近所の和菓子屋に団子でも買いに行った夏樹が戻ったのだろう、と思ったら春真だった。小学校三年生になった春真は、最近よく遊んでから帰ってくる。だから意外だった。
「お帰り、ハル。――どうしたの」
 思わず声が裏返ってしまう。うつむき加減で口もきかない春真だった。だがほっぺには擦り傷、膝小僧には青あざ、ときては驚かないはずがない。
「……なんでもない」
「でも」
「いいの、なんでもないの」
 言い捨てて、かばんを置きに行ってしまった。春真らしくない、と言うより今まで見せたことのない態度に真人は戸惑う。
 いい子だ、と思ってきた。おとなしくて手のかからない子、とも思っていた。
「そんなはず、ないよね」
 いい子ではある。でもそれだけのはずはない。今までそんなことにも気づかないできた自分に嫌気がさす。
「だから――」
 怪我をしても話したくなんかない、そう思われてしまっても、仕方ないことなのかもしれない。
 真人はけれど強く首を振る。それで済ませていいはずがない。春真は自分の子ではない。夏樹の子ですらない。しかし真人にとって大事な大事な預かり子。夏樹の弟から託されたから、ではなく春真が可愛い。
「ハル……」
 そう思うのに、上手に伝える術がない。かばんを置きに行ったはずの春真は部屋にこもったまま出てこない。
「どうした」
 気づかないうちに夏樹が戻っていた。振り返った真人の表情になにを見たものか、夏樹が顔色を変える。
「おい」
 壊れ物でも扱うように両手で頬を包む。真人は黙って首を振った。手から逃れれば、夏樹が傷ついた顔をする。
「ハルが、帰ってるから」
 小声で言えば、夏樹が首を巡らせる。どこにいるのだ、と不思議がっているのだろう。それも当然。普段ならばおやつを食べたいお腹が空いたとうるさいくらいなのに。

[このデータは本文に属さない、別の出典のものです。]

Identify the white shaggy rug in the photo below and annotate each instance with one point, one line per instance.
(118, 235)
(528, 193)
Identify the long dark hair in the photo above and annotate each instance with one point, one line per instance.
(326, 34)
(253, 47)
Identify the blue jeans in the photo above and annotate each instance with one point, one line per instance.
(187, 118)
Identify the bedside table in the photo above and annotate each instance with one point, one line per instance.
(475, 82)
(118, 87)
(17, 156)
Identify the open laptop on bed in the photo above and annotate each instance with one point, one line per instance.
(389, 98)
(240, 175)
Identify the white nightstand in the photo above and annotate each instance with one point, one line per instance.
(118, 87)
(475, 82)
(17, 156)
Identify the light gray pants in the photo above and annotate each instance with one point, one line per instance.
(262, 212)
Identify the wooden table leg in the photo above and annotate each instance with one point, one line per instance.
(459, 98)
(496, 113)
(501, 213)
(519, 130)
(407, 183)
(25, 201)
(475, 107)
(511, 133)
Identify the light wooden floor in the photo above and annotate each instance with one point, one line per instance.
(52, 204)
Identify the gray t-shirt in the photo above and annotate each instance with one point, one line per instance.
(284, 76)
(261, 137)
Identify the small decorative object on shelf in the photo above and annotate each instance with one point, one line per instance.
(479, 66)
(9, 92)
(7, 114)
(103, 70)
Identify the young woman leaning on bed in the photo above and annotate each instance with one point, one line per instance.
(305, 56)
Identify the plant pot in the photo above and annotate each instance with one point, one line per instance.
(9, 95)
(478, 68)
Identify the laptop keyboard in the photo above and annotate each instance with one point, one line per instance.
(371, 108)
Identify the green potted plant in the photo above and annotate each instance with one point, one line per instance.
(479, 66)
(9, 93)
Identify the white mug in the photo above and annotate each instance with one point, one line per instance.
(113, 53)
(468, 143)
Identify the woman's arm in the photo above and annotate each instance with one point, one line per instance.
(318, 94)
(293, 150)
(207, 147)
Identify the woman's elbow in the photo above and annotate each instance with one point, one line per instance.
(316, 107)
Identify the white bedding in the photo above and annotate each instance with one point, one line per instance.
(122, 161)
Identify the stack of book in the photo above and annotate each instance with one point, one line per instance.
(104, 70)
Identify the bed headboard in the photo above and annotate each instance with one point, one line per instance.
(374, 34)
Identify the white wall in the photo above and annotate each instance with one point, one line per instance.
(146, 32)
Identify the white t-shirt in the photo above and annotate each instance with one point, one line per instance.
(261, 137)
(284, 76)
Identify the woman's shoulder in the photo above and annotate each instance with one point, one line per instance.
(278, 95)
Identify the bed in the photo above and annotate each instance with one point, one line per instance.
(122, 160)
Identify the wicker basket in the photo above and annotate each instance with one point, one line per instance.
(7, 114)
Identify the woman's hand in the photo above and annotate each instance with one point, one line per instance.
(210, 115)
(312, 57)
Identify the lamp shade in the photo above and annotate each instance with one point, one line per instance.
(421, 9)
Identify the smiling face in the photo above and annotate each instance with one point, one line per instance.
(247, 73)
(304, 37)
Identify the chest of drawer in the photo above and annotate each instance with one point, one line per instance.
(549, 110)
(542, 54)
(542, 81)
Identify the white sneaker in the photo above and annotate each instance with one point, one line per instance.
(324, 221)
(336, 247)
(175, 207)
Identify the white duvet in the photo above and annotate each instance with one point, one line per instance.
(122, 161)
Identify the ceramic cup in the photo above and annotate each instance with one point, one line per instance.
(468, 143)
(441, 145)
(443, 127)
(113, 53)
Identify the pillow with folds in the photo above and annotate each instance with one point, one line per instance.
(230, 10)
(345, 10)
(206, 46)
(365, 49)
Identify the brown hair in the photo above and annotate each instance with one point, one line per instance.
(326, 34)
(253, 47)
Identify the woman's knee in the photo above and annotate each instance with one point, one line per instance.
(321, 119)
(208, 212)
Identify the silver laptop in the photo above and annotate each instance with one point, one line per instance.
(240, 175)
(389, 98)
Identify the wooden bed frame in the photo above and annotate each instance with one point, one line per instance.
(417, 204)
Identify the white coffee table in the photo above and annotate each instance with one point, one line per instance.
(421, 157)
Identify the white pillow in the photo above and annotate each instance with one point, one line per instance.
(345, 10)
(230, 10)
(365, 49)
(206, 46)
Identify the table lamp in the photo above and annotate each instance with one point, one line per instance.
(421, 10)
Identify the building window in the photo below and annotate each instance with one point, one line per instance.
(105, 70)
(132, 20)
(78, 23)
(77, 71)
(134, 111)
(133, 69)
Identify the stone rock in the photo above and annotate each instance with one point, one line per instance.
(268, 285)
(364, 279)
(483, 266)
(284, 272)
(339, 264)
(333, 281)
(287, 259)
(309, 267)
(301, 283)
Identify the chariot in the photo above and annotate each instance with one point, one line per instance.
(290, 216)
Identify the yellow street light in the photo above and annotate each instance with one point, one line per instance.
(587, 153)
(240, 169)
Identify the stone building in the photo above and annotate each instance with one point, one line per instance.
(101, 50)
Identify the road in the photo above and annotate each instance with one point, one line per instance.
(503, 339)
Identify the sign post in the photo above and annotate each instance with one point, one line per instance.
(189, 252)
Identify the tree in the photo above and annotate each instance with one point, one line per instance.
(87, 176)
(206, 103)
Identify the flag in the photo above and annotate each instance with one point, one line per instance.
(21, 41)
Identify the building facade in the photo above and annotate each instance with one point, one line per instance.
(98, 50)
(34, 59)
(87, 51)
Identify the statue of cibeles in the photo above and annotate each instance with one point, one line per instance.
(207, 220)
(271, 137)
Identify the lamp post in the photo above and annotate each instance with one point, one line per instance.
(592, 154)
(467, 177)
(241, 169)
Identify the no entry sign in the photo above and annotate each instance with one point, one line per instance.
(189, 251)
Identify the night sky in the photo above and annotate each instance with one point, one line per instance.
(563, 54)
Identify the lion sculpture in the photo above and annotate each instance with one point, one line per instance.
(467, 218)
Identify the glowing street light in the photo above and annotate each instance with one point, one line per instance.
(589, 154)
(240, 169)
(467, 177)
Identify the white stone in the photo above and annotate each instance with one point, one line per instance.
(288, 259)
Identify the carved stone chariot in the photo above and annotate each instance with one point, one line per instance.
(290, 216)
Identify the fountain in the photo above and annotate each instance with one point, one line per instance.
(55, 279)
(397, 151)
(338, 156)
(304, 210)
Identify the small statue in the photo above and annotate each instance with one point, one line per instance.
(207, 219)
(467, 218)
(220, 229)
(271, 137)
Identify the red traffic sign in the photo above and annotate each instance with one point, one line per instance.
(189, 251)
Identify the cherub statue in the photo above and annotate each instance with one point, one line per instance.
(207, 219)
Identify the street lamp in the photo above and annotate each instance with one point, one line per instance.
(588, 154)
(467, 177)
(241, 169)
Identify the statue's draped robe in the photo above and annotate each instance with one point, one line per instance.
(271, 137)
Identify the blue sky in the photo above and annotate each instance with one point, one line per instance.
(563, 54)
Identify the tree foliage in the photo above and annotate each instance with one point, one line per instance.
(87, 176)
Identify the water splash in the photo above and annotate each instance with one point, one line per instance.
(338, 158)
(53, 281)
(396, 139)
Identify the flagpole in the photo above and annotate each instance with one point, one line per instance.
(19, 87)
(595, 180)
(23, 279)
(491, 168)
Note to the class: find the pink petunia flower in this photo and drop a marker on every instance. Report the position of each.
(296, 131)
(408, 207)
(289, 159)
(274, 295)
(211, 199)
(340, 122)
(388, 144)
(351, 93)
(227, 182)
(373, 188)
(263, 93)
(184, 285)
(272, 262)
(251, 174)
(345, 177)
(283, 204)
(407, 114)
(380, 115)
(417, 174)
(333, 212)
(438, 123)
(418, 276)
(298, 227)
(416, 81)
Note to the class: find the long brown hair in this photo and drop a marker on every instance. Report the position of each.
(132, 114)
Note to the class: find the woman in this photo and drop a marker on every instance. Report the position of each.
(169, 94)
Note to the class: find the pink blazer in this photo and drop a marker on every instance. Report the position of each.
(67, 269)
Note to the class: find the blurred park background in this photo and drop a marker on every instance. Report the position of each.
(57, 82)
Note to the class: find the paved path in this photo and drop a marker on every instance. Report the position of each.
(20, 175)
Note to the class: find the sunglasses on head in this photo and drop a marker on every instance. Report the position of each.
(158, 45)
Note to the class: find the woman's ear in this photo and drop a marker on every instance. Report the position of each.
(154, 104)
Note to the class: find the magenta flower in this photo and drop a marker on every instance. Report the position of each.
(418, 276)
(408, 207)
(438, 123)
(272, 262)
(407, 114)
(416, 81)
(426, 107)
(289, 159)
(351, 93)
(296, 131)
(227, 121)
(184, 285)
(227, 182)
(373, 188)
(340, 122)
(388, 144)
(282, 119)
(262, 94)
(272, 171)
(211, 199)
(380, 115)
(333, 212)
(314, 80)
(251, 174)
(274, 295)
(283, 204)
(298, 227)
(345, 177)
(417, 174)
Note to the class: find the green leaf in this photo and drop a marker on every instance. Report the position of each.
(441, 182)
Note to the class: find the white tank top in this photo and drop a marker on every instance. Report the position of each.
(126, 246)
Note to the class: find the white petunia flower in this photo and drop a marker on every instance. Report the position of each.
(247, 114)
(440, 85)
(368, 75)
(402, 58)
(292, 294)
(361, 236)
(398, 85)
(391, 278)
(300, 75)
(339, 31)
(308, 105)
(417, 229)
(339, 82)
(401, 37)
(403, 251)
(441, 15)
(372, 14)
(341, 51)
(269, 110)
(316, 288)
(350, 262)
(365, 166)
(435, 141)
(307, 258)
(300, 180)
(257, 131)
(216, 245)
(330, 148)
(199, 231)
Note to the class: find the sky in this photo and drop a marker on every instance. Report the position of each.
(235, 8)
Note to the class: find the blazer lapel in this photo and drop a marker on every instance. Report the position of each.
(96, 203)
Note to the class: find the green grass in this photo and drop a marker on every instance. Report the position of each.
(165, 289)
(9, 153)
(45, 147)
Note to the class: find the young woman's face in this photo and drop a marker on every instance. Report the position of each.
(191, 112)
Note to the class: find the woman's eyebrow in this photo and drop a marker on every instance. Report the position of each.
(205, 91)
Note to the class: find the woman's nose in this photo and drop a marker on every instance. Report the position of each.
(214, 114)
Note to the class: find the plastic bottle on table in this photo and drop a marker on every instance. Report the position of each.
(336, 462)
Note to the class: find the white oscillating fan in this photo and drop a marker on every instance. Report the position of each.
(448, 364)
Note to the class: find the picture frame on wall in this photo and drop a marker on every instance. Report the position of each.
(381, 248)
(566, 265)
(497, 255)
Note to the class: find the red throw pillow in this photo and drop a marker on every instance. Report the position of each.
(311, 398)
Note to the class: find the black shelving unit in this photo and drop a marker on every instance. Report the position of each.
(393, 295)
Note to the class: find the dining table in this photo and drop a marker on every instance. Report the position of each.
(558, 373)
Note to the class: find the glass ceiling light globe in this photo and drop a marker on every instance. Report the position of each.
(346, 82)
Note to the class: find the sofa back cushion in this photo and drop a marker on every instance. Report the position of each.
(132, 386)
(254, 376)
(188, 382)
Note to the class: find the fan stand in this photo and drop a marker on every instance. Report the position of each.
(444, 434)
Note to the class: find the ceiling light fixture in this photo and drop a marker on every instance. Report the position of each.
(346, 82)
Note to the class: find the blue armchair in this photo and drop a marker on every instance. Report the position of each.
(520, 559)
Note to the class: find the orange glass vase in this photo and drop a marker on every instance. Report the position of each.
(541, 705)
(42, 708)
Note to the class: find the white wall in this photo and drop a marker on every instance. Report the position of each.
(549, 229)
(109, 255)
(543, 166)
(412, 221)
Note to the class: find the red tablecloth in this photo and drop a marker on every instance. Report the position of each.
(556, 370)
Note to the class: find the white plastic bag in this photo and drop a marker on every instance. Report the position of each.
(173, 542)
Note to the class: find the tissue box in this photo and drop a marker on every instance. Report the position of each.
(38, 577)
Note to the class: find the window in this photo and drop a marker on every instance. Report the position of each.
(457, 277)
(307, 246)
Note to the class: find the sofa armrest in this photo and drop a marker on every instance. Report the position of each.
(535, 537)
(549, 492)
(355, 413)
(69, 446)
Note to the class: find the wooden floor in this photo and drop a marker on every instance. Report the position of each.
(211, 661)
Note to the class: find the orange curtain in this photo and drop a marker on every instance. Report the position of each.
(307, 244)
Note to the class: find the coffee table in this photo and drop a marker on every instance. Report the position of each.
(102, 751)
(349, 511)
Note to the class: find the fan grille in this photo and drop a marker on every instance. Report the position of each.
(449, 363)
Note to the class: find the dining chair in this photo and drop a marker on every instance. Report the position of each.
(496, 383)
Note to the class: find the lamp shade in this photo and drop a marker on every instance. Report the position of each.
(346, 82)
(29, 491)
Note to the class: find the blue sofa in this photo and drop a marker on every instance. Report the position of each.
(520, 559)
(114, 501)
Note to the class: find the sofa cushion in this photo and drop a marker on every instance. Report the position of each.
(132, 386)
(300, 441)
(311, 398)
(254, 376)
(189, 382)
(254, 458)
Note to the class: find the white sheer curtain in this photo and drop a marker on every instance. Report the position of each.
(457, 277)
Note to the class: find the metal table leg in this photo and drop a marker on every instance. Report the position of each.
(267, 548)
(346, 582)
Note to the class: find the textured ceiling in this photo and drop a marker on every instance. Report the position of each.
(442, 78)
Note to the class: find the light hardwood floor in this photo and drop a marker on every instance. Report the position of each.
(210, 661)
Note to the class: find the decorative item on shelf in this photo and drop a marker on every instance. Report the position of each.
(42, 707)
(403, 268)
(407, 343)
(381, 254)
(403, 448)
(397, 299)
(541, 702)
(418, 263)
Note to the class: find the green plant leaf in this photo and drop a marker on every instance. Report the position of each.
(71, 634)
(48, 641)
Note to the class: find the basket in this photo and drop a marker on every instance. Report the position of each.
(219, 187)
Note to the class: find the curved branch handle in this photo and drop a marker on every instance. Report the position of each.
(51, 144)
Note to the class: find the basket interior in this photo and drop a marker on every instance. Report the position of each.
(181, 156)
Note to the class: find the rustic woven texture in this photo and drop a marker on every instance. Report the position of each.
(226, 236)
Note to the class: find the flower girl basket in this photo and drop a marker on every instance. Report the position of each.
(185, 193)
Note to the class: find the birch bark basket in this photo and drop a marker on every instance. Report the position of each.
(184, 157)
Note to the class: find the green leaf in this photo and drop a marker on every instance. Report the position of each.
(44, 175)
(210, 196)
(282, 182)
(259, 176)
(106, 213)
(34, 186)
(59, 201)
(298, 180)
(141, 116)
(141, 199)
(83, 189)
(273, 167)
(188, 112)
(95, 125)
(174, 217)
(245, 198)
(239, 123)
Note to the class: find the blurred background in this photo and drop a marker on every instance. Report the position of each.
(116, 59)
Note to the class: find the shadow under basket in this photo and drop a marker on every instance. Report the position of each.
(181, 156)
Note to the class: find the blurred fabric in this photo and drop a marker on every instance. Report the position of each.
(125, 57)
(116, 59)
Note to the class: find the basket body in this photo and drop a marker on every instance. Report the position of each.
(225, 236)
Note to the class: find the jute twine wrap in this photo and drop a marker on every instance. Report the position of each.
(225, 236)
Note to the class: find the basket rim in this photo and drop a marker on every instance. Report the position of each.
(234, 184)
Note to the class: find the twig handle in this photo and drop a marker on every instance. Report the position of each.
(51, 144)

「なんかね、あったみたいなんだけど。言いたくないみたいで」
 言ってくれればどんな相談にだって乗るのに、と真人は思う。それが大人の傲慢であることも理解しつつ。そう言えば夏樹はうなずいてくれた。
「けどな、言わなきゃわからん。ましてお前と春真は実の親子と言うわけでなし。まぁ、実の親子だからと言ってわかり合えるとも限らんが」
 念頭には自分の母のことがあるのだろう。夏樹の口許が歪んでいた。真人はそっと夏樹の手をる。見上げれば、大丈夫だと言うよう夏樹が微笑んでいた。
「春真、帰ってたのか」
 先ほどの真人よりはずっと丁寧に手を引き抜き、夏樹は何事もなかったかのよう春真に声をかける。一目見て、怪我に気づかないはずはないというのに。部屋から顔を出した春真はむつりとしたままうなずいた。
「……ただいま」
 それでも挨拶をする辺り、いい子だな、と思ってしまう。もしかしたら他人の家だから、いい子にしていなければならない、そう思っているのではないか。はじめてそれに気づいた。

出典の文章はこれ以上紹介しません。